Minister in the Presidency Trevor Manuel
Minister in the Presidency Trevor Manuel

SOUTH Africa should be eligible to receive between $1billion (about R7billion) and $2billion in international climate finance annually by 2020, assuming commitments to mobilise at least $100billion (about R708billion) by 2020 are met, Minister in the Presidency Trevor Manuel says.

Opening the WWF South Africa's symposium on "Embracing Opportunity - Innovative finance for a low carbon economy" last week, Manuel said the one issue on which clear consensus emerged in the United Nations Advisory Group on Finance, is to "put a price on carbon", or greenhouse gas emissions.

Manuel last year served as co-chair of the United Nations Advisory Group on Finance.

Observing that South Africans tend to leave things to the last minute, Manuel expressed the hope that hosting the 17th Conference of the Parties in Durban this year would prompt all South Africans to wake up to climate change and the need to shift to a low carbon economy.

During the event, one of the breakaway groups raised intense debate on the timing for introducing a proposed carbon tax in SA, as well as the challenges of potential rebates or exemptions to avoid job losses.

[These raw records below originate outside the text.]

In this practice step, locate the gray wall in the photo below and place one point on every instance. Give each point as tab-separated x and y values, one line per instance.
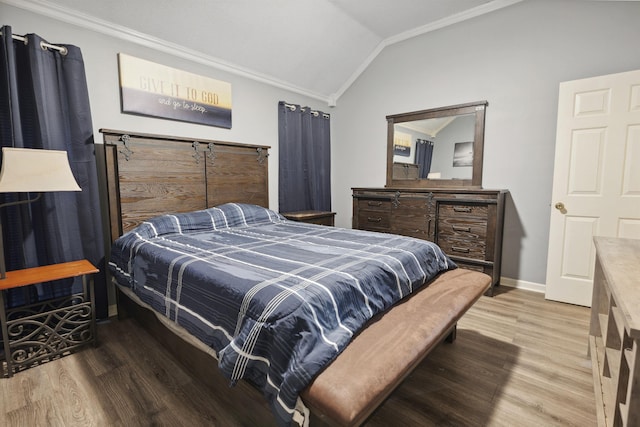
255	104
515	59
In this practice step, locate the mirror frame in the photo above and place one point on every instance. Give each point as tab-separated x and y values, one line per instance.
478	108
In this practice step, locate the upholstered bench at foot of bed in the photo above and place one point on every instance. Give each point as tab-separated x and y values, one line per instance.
383	354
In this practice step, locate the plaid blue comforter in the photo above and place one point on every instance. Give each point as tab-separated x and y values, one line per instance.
276	299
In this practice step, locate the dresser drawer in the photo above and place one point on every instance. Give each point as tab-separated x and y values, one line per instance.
466	228
410	218
374	204
460	210
374	220
467	248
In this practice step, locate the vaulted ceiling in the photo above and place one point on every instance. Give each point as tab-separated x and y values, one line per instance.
314	47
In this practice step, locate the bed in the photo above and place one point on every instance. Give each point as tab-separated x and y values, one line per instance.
292	308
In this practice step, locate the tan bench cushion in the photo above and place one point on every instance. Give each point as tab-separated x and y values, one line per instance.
391	346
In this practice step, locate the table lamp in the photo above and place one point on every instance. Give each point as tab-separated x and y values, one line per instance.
30	170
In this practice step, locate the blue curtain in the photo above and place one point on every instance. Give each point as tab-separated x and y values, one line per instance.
304	147
424	154
45	104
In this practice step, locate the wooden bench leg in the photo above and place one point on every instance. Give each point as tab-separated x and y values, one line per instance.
452	334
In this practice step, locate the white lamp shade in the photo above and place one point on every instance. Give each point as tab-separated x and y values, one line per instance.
35	170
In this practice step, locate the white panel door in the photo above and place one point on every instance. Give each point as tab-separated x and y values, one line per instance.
596	182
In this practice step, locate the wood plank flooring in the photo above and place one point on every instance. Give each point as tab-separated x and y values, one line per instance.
518	361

Senior Treasury official Ismael Momoniat also expressed the need for decisive action, commenting that "tinkering in isolated pockets won't suffice".

He cautioned that advocacy for "innovative sources" or more extensive aid-type finance from developed countries may be unrealistic.

WWF South Africa, which convened the symposium with the National Business Initiative, discussed the sources of finance it is promoting in the lead-up to COP17, most immediately, a proposed international levy on maritime "bunker fuels", used for international trade and travel, which are not currently subject to national tax regimes.

Another potential source of finance, a portion of which could be channelled to the nascent Green Climate Fund, would be a Financial Transfers Tax.

"Even a tiny tax on speculation would not only generate the scale of public finance required for the low-carbon re-industrialisation required to avert runaway climate change, it would also serve to temper volatility," WWF Climate Change programme manager Richard Worthington said.

"Change requires breaking away from the current system, which can be supported by redirecting finance towards the productive economy."

Worthington proposed that instead of speaking of "innovative sources" we should perhaps talk about "corrective mechanisms".

He said in order to develop political commitment to solutions that can start now, financing green economies need to be high on the agenda at the G20 Summit in November ahead of the December climate change negotiations.